DOI: https://doi.org/10.1007/978-3-031-43987-2_1

SharedIt: https://rdcu.be/dnwJj

Link to the code repository

https://github.com/HaojunYu1998/UltraDet

Link to the dataset(s)

https://github.com/HaojunYu1998/UltraDet


Reviews

Review #4

  • Please describe the contribution of the paper

    This paper proposes a real-time lesion detection model for ultrasound videos. The approach addresses the issue of false positives that arises when applying frame-level models to ultrasound videos. The model leverages negative temporal contexts to mitigate false positives by extracting and aggregating relevant contextual information from previous frames. The aggregation approach relies on a novel optical-flow based method for aligning information from the context frames and the current frame. The proposed model significantly outperforms previous works and achieves real-time inference speed.

  • Please list the main strengths of the paper; you should write about a novel formulation, an original way to use data, demonstration of clinical feasibility, a novel application, a particularly strong evaluation, or anything else that is a strong aspect of this work. Please provide details, for instance, if a method is novel, explain what aspect is novel and why this is interesting.
    1. The paper is well organized, clear, and has good use of visualization. Specifically, the network architecture diagrams are logically laid out with all of the necessary details needed to understand their moderately complicated architecture approach with a bit of work on the reader’s part. This plus the lucid writing greatly aid in general understanding and potentially with reproducibility.
    2. The optical flow-based feature alignment technique is novel and could have applications beyond the dataset under consideration. The core contribution is the idea of aligning information from previous frames with the current frame in order to make real time inferences. Based on the ablation study, this is very effective in the current case, and I expect this simple idea can be applied in many situations.
    3. The authors performed a very thorough comparison with state-of-the-art techniques and an adequate ablation study of their core architecture contributions.
  • Please list the main weaknesses of the paper. Please provide details, for instance, if you think a method is not novel, explain why and provide a reference to prior work.
    1. Though the method seems quite general, the authors only present results for the CVA-BUS dataset. This weakens the broader impact of the paper somewhat because it leaves open the possibility that the NTCA idea is highly specialized to the real-time lesion detection problem. To their credit, the authors do not make unsupported claims about the applicability of the model in more general scenarios.
    2. The authors introduce new annotations for the CVA-BUS dataset, but give almost no information about how the labels are produced.
    3. The authors report on the inference speed of their model but give very little detail on how this speed was measured. What hardware was used?
  • Please rate the clarity and organization of this paper

    Excellent

  • Please comment on the reproducibility of the paper. Note, that authors have filled out a reproducibility checklist upon submission. Please be aware that authors are not required to meet all criteria on the checklist - for instance, providing code and data is a plus, but not a requirement for acceptance

    This work is highly reproducible. The authors use a public dataset. Though they produce custom annotations, the annotations will be made available (are included in provided supplementary material). Code is likewise available. Lastly, paper is detailed and clear.

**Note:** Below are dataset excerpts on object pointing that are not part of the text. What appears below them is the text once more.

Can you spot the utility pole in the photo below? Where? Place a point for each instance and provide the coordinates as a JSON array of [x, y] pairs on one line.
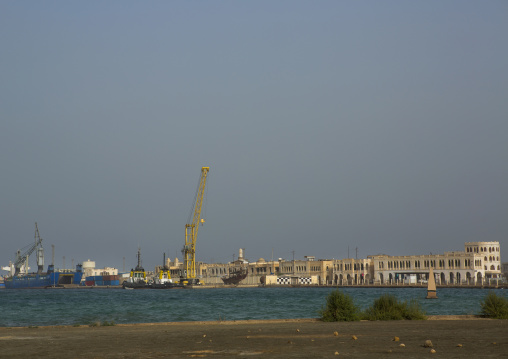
[[293, 262]]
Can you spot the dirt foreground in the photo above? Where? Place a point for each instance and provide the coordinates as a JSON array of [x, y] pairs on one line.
[[306, 338]]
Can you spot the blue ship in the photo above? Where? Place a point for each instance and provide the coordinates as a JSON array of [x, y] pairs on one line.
[[40, 279], [45, 280]]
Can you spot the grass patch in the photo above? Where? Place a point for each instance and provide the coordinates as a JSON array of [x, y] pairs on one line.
[[495, 306], [339, 307], [388, 307]]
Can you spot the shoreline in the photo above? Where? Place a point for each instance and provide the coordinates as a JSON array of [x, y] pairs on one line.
[[259, 321], [289, 338]]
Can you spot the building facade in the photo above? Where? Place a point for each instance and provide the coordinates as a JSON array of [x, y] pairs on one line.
[[478, 264]]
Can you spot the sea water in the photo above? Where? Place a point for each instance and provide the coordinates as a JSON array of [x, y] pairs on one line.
[[39, 307]]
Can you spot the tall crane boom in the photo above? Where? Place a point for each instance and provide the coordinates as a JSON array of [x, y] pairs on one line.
[[22, 257], [191, 232]]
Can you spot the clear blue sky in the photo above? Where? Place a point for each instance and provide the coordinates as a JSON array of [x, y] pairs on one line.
[[381, 125]]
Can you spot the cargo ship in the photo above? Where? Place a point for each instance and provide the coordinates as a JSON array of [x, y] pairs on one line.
[[235, 276], [45, 280], [20, 279], [102, 280], [137, 278]]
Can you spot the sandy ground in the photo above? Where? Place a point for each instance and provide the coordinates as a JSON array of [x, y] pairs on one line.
[[452, 337]]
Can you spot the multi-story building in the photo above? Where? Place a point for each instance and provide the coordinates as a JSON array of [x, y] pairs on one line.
[[478, 264]]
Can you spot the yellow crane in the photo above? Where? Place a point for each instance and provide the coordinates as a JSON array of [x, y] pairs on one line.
[[191, 233]]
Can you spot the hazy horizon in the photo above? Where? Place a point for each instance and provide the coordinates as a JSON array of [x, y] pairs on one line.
[[326, 125]]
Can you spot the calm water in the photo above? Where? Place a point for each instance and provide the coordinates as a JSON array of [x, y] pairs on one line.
[[84, 306]]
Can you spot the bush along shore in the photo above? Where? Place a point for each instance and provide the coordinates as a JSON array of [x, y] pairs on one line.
[[341, 307]]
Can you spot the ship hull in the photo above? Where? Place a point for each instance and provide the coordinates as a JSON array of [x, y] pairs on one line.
[[34, 281]]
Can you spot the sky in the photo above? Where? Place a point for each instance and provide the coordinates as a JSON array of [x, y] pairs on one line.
[[332, 129]]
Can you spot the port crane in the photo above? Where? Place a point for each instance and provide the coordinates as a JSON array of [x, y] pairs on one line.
[[191, 233], [22, 258]]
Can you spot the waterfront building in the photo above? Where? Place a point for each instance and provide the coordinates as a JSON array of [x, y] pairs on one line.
[[478, 264]]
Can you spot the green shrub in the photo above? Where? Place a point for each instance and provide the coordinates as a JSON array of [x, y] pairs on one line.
[[494, 306], [339, 308], [387, 307]]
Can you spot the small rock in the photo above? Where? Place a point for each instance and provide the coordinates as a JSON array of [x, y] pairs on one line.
[[428, 344]]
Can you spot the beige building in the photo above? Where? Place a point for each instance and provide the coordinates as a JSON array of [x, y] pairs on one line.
[[478, 264]]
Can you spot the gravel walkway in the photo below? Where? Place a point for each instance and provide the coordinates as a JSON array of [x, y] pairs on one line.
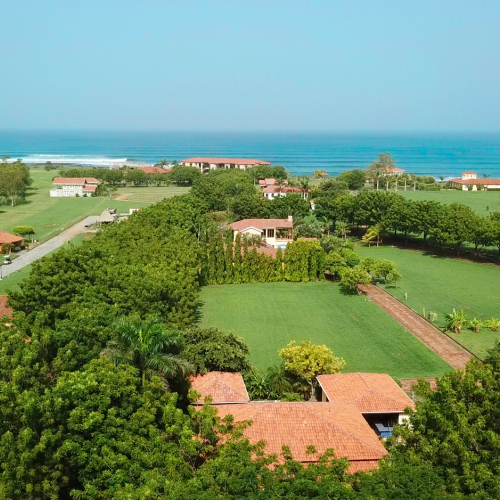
[[434, 339], [49, 246]]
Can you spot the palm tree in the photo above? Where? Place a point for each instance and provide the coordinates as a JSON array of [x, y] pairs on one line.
[[455, 321], [149, 347]]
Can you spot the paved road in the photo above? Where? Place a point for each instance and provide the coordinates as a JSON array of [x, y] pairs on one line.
[[49, 246]]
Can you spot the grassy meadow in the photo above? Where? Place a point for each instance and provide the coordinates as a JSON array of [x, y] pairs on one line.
[[483, 202], [49, 216], [439, 284], [269, 315]]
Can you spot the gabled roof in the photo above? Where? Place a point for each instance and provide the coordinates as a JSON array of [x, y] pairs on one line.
[[76, 180], [234, 161], [155, 170], [368, 392], [477, 182], [4, 309], [6, 237], [299, 425], [222, 387], [262, 224]]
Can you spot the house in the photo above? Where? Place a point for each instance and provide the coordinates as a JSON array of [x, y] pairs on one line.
[[274, 232], [9, 239], [345, 420], [4, 309], [155, 170], [392, 171], [74, 186], [271, 192], [222, 387], [376, 396], [469, 178], [302, 424], [205, 163]]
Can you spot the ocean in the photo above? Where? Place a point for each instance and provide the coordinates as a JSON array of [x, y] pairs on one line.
[[439, 155]]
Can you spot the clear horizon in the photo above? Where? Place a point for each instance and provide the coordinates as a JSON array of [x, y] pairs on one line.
[[278, 66]]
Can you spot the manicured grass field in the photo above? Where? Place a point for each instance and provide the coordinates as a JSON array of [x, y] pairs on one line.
[[482, 202], [440, 284], [49, 216], [269, 315]]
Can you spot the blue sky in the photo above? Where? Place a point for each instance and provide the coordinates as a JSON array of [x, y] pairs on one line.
[[403, 65]]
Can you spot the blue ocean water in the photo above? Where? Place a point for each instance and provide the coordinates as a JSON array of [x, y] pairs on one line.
[[440, 155]]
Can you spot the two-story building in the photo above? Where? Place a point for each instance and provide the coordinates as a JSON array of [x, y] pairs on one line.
[[274, 232], [469, 178], [206, 163], [74, 186]]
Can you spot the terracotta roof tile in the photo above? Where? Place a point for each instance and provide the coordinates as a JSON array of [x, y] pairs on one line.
[[4, 309], [369, 392], [222, 387], [299, 425], [6, 237], [262, 224]]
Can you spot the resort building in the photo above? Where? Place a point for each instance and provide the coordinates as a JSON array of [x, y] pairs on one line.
[[206, 164], [74, 186], [469, 178], [393, 171], [349, 419], [273, 232]]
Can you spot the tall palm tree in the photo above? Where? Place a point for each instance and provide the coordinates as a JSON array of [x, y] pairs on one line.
[[149, 347]]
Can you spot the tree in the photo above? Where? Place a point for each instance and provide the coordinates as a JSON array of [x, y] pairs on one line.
[[149, 347], [209, 349], [351, 277], [309, 360], [456, 430], [455, 321]]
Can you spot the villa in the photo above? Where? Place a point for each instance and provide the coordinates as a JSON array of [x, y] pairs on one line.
[[469, 178], [349, 419], [274, 232], [74, 186], [206, 164]]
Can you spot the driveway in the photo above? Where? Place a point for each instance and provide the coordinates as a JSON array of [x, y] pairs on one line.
[[49, 246]]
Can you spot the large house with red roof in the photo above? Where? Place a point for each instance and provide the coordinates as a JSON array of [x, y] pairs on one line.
[[206, 163], [351, 419], [74, 186], [274, 232], [470, 180]]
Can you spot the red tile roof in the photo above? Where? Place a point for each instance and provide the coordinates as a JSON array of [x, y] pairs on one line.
[[76, 180], [234, 161], [4, 309], [222, 387], [477, 182], [6, 237], [155, 170], [299, 425], [284, 189], [262, 224], [368, 392], [392, 169]]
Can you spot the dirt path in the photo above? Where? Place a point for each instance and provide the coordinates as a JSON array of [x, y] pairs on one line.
[[443, 346], [49, 246]]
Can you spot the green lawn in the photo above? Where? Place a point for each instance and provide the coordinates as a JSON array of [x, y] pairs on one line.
[[483, 202], [440, 284], [270, 315], [49, 216]]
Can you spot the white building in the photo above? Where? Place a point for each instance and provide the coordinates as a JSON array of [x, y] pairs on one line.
[[274, 232], [74, 186], [469, 178], [206, 164]]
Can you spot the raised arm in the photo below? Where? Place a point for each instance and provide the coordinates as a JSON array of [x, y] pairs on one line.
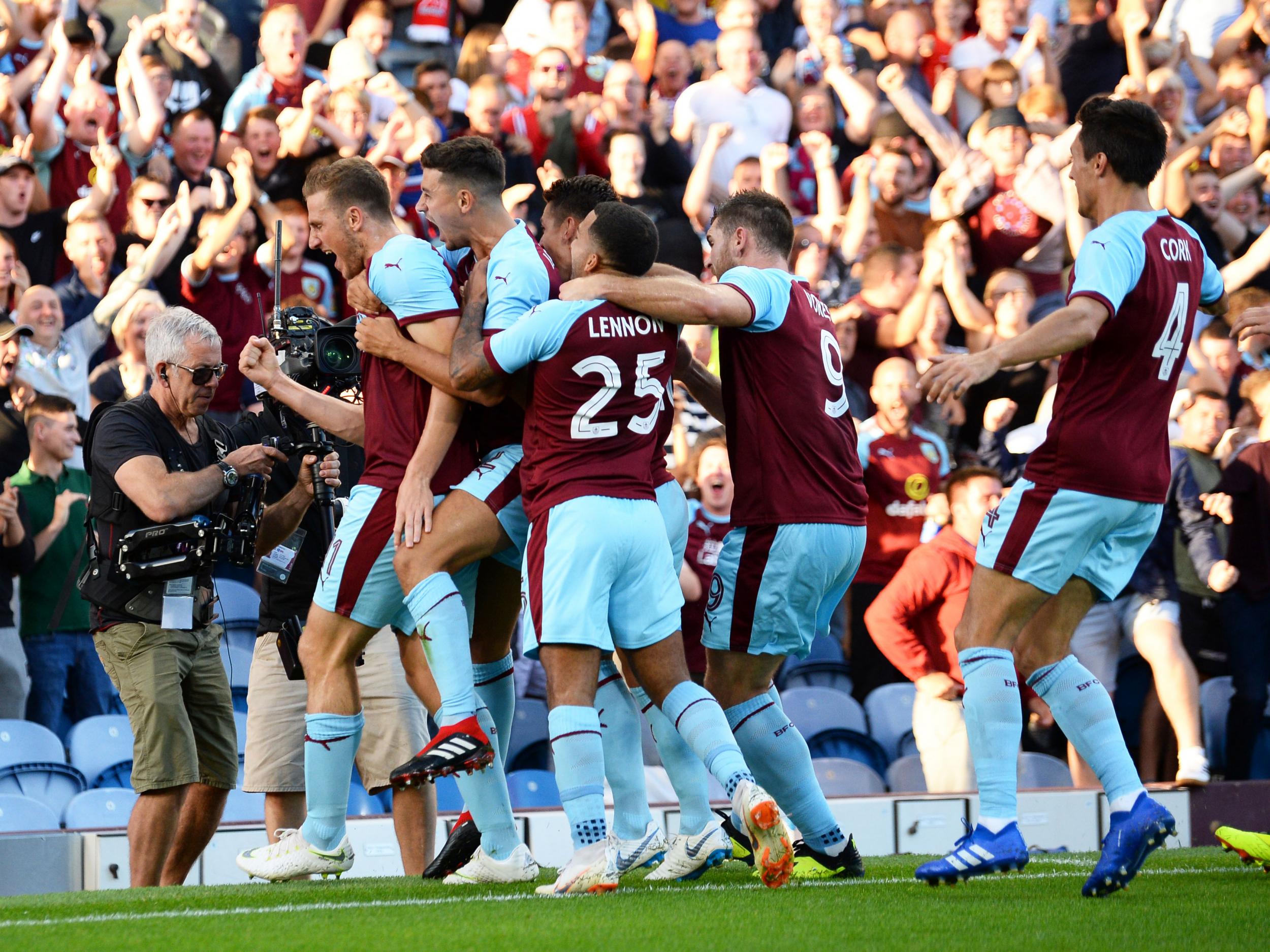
[[675, 300]]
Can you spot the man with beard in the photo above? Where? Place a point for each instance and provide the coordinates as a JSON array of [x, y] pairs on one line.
[[902, 464]]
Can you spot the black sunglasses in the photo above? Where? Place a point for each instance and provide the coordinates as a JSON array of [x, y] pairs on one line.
[[202, 376]]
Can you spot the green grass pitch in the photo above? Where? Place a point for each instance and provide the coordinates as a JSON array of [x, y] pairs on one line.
[[1184, 899]]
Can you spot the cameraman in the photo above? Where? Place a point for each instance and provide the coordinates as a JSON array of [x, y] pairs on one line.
[[156, 460], [395, 720]]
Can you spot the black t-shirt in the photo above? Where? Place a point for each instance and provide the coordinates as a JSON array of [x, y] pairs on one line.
[[1089, 62], [1025, 386], [679, 244], [40, 244], [139, 428]]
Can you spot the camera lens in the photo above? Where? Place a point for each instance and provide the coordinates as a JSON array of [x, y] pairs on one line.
[[338, 354]]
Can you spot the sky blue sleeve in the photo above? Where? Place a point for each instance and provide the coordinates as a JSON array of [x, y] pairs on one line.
[[769, 298], [516, 285], [1212, 287], [413, 283], [1109, 266], [535, 337]]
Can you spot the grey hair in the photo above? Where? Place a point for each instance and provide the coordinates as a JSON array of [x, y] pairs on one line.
[[168, 336]]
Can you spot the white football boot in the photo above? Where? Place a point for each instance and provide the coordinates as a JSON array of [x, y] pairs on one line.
[[690, 855], [294, 857], [593, 869], [483, 869], [774, 853], [631, 855]]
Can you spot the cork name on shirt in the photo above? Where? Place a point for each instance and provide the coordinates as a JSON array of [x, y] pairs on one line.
[[623, 325]]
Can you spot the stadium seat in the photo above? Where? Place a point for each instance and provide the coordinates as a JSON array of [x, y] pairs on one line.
[[1042, 771], [21, 814], [29, 743], [103, 808], [243, 808], [532, 789], [905, 776], [98, 744], [814, 710], [907, 744], [239, 605], [840, 777], [449, 799], [849, 744], [890, 710], [116, 776], [1215, 704], [529, 748], [52, 785]]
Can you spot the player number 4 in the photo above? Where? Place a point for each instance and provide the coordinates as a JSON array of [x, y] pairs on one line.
[[583, 425], [1169, 348]]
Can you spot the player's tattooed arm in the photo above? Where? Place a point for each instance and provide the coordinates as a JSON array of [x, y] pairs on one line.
[[469, 370], [670, 299]]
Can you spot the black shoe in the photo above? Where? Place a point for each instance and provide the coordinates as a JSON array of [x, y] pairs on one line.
[[742, 848], [813, 865], [458, 747], [460, 847]]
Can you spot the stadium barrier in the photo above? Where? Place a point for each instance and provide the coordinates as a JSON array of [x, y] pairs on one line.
[[1070, 820]]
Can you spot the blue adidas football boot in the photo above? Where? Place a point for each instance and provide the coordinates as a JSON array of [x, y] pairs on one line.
[[1131, 839], [978, 853]]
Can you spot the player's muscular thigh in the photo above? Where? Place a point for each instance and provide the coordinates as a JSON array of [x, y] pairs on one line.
[[463, 531]]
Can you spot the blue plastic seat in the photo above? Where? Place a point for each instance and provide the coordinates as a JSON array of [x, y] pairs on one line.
[[51, 783], [1042, 771], [100, 743], [906, 776], [890, 710], [530, 737], [244, 808], [532, 789], [21, 814], [449, 799], [29, 743], [841, 777], [103, 808], [814, 710], [849, 744]]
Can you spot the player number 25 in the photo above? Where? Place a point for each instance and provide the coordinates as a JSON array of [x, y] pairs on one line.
[[583, 425], [1169, 348]]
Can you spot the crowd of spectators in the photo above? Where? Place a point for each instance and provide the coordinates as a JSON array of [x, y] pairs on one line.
[[920, 146]]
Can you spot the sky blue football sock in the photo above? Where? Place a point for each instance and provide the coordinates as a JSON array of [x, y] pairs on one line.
[[488, 801], [995, 723], [1084, 711], [580, 760], [689, 776], [783, 767], [331, 744], [441, 620], [700, 721], [496, 688], [620, 733]]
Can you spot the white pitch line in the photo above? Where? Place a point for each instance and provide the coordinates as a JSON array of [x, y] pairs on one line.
[[521, 897]]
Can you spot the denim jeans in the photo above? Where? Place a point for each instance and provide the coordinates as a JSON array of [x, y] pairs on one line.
[[1248, 631], [68, 681]]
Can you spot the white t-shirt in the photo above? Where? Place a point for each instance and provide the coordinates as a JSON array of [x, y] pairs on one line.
[[976, 54], [760, 117]]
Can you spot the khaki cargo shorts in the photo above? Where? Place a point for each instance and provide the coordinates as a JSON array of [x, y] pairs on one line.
[[395, 730], [174, 687]]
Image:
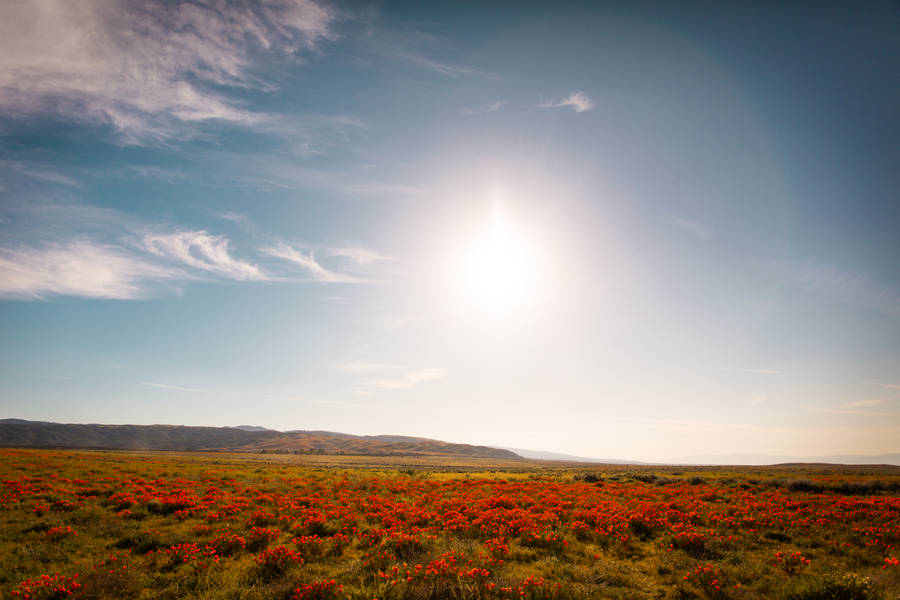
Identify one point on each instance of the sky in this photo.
(633, 230)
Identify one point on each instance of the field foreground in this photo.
(216, 526)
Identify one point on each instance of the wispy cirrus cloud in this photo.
(484, 108)
(830, 282)
(881, 384)
(316, 401)
(200, 250)
(78, 268)
(149, 68)
(36, 170)
(178, 388)
(755, 371)
(845, 411)
(349, 259)
(358, 254)
(577, 100)
(408, 380)
(308, 263)
(864, 403)
(367, 367)
(448, 69)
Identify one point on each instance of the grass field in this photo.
(216, 526)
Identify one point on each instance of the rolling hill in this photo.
(39, 434)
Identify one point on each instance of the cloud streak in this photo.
(367, 367)
(842, 286)
(577, 100)
(200, 250)
(484, 108)
(408, 380)
(178, 388)
(146, 68)
(78, 268)
(350, 258)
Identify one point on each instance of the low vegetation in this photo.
(104, 525)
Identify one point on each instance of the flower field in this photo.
(120, 525)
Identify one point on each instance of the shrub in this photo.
(276, 561)
(848, 587)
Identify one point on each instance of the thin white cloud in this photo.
(358, 254)
(709, 427)
(830, 282)
(312, 401)
(758, 400)
(484, 108)
(887, 386)
(864, 413)
(178, 388)
(36, 170)
(347, 260)
(450, 70)
(408, 380)
(78, 268)
(864, 403)
(146, 68)
(698, 229)
(203, 251)
(577, 100)
(367, 367)
(308, 262)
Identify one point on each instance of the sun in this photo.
(500, 267)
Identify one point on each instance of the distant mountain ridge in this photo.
(773, 459)
(245, 438)
(544, 455)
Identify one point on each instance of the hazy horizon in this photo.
(637, 231)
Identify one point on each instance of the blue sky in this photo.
(617, 230)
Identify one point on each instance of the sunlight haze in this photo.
(642, 231)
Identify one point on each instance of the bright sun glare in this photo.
(500, 269)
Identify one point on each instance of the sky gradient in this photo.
(625, 230)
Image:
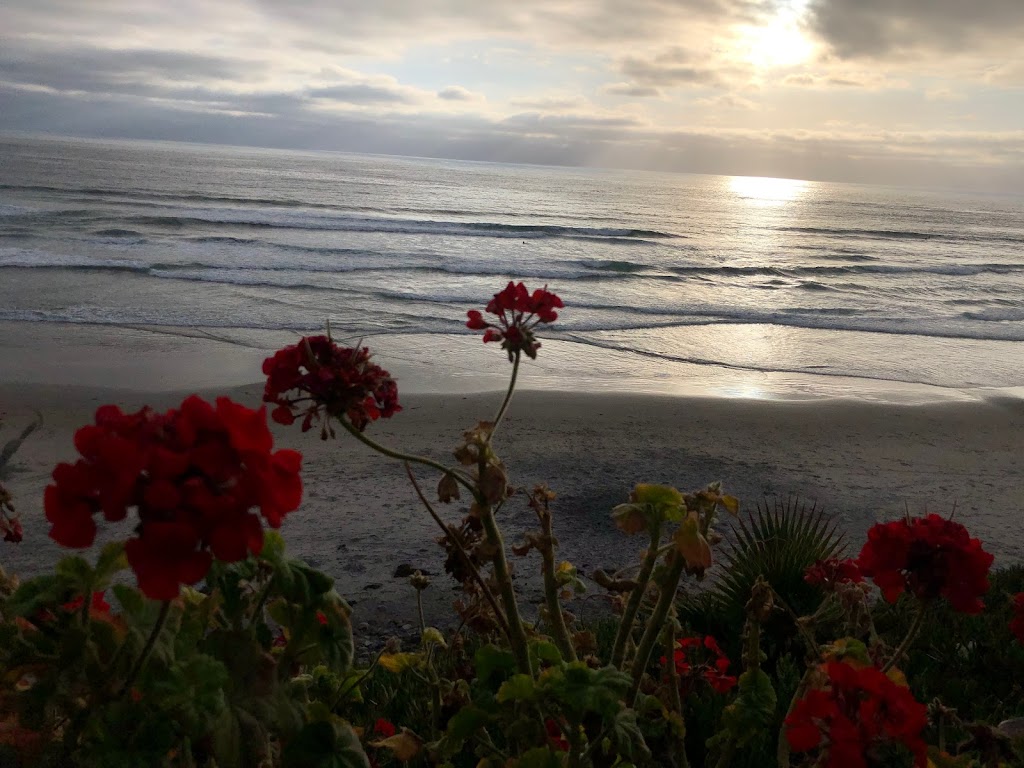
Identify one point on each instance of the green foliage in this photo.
(778, 543)
(203, 679)
(971, 663)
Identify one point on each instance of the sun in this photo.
(779, 43)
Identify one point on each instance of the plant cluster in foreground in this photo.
(229, 653)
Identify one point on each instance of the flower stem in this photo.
(147, 648)
(488, 596)
(517, 636)
(665, 600)
(636, 597)
(508, 394)
(679, 743)
(561, 633)
(462, 480)
(911, 634)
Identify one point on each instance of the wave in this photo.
(901, 235)
(285, 220)
(788, 271)
(115, 232)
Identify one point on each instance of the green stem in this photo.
(560, 631)
(812, 644)
(636, 597)
(460, 478)
(665, 600)
(911, 634)
(262, 601)
(487, 594)
(344, 691)
(508, 394)
(679, 744)
(147, 648)
(419, 608)
(782, 750)
(517, 636)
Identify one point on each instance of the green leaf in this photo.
(112, 560)
(76, 573)
(463, 725)
(516, 688)
(325, 743)
(545, 650)
(627, 736)
(541, 757)
(35, 594)
(656, 496)
(492, 660)
(432, 636)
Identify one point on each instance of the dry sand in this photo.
(359, 518)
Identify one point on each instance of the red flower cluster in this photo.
(829, 573)
(858, 711)
(518, 313)
(193, 474)
(97, 604)
(929, 557)
(328, 380)
(1017, 623)
(696, 659)
(384, 728)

  • Please provide detailed and constructive comments for the authors. Please also refer to our Reviewer’s guide on what makes a good review: https://conferences.miccai.org/2023/en/REVIEWER-GUIDELINES.html
    • in intro, reference to Figure 1(b) should probably be 1(a)
    • in the inverse optical flow align section, reference to Figure1(a) should probably be 1(b)
    • in sec 4.3, ultradet settings, it is claimed that FlowNet generalizes well to US datasets without citation. citation(s) should be supplied
    • in figure 4, b, the red abd blue boxes are almost invisible. They should be made more prominent
  • Rate the paper on a scale of 1-8, 8 being the strongest (8-5: accept; 4-1: reject). Spreading the score helps create a distribution for decision-making

    7

  • Please justify your recommendation. What were the major factors that led you to your overall score for this paper?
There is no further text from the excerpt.